«¡El tejido mismo del Ser niega la soledad!»: Tundra, de Abi Andrews

Rocío Abarzúa

En Tundra de Abi Andrews (CHAI, 2020) Erin, la protagonista, emprende un viaje desde Inglaterra hacia Alaska por tierra y mar. Después de ver Into the Wild, la película de 2007 de Sean Penn que cuenta la historia – basada en el libro escrito por John Krakauer – de Chris McCandless, el mochilero estadounidense convertido en leyenda, se pregunta cómo habría sido ese viaje si lo hubiese hecho una mujer.

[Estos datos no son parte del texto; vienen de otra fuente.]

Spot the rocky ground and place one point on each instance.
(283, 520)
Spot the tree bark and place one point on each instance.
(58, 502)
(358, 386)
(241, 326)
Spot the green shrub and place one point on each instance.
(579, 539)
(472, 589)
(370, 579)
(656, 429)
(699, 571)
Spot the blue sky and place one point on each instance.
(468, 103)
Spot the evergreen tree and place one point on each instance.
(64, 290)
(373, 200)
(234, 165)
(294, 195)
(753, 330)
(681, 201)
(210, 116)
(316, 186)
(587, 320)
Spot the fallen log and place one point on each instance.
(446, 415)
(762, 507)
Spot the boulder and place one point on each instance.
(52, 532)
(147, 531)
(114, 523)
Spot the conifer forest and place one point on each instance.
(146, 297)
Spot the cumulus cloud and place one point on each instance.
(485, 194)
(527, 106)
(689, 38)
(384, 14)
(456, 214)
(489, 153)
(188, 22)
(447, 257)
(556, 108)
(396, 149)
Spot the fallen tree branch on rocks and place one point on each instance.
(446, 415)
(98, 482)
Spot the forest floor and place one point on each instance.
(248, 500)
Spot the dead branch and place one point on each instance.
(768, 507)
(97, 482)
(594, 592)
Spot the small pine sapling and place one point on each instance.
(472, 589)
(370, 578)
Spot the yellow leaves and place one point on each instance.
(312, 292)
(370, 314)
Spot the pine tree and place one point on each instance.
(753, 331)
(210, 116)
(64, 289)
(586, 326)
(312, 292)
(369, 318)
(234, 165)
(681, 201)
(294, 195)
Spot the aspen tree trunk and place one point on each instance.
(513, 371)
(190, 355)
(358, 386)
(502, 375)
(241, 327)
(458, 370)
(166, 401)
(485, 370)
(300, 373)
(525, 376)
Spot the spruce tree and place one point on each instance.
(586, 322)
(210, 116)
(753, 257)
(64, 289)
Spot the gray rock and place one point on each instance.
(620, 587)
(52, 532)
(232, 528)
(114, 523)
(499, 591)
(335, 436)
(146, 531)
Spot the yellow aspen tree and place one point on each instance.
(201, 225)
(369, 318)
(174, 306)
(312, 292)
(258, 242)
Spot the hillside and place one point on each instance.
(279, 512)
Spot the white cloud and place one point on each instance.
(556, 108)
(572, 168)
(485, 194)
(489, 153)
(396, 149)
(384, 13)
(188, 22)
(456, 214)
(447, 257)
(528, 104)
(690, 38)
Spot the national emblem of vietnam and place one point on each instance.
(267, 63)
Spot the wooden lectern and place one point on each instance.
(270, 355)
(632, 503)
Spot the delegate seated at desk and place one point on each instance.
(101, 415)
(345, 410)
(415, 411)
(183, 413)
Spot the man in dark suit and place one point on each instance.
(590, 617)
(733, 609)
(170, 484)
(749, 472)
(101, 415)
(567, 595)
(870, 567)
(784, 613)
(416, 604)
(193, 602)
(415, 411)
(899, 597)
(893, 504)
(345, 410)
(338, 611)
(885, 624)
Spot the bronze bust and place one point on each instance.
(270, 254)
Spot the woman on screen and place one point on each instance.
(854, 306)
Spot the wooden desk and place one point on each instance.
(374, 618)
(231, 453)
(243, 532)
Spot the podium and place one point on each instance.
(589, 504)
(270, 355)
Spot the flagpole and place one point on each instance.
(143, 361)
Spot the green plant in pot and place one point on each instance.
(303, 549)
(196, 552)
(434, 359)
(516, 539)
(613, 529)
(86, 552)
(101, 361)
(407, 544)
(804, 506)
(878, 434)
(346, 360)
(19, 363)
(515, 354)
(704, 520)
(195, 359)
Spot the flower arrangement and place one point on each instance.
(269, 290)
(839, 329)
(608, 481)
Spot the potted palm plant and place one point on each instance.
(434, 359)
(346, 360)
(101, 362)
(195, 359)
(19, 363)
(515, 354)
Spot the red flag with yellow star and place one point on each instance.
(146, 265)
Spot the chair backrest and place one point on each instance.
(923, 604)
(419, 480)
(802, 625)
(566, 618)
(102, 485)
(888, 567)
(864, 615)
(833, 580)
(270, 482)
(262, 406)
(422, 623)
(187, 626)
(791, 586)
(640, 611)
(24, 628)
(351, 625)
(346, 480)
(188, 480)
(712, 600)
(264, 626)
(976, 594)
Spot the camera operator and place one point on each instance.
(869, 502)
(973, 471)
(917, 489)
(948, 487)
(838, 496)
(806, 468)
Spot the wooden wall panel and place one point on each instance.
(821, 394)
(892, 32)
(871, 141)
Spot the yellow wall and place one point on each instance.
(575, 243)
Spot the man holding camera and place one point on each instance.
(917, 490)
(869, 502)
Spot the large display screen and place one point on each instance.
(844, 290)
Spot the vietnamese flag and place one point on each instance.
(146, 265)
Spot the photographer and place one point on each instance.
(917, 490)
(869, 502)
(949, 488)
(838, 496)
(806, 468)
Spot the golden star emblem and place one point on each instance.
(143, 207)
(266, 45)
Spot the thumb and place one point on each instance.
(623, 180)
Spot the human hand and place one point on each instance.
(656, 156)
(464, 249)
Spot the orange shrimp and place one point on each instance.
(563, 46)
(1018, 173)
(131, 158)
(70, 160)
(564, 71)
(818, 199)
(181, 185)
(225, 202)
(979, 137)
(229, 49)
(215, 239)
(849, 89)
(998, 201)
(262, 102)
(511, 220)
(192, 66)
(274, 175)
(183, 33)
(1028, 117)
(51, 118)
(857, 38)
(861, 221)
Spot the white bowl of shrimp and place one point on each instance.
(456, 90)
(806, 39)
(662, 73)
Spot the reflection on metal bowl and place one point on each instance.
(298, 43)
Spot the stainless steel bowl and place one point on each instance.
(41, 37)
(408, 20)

«Sucedió así: yo miraba una película sobre un chico fugitivo llamado Chris McCandless, que había abandonado su vida de privilegios y universidades caras para viajar por los Estados Unidos, llegar a Alaska y vivir el sueño de Jack London, pero luego comió unas papas venenosas y murió. Eso fue en 1992, un año antes de que yo naciera. Lloré y me prometí a mí misma abrir una cuenta de ahorros para pagarme un viaje a Alaska, donde yo también podría vivir en tierra salvaje en total soledad. Luego repasé la película tramo a tramo y analicé lo que habría sido diferente si el chico hubiese sido una chica.

La verdad es que habría sido una película completamente distinta».

Rocío Abarzúa: Cuando leí Tundra llevábamos más de un año de pandemia y estaba encerrada en mi casa. Desde esta perspectiva, tu novela fue una bendición porque literalmente me llevó de viaje. Quedé muy impresionada con tus descripciones de la naturaleza y con cómo estos encuentros con ella daban forma a la experiencia de Erin; cómo todo parecía “real”, cómo si de verdad fuera un diario de viaje. ¿Cómo fue el proceso de investigación para esta novela? ¿Hubo algún material que te moviera particularmente en una dirección u en otra?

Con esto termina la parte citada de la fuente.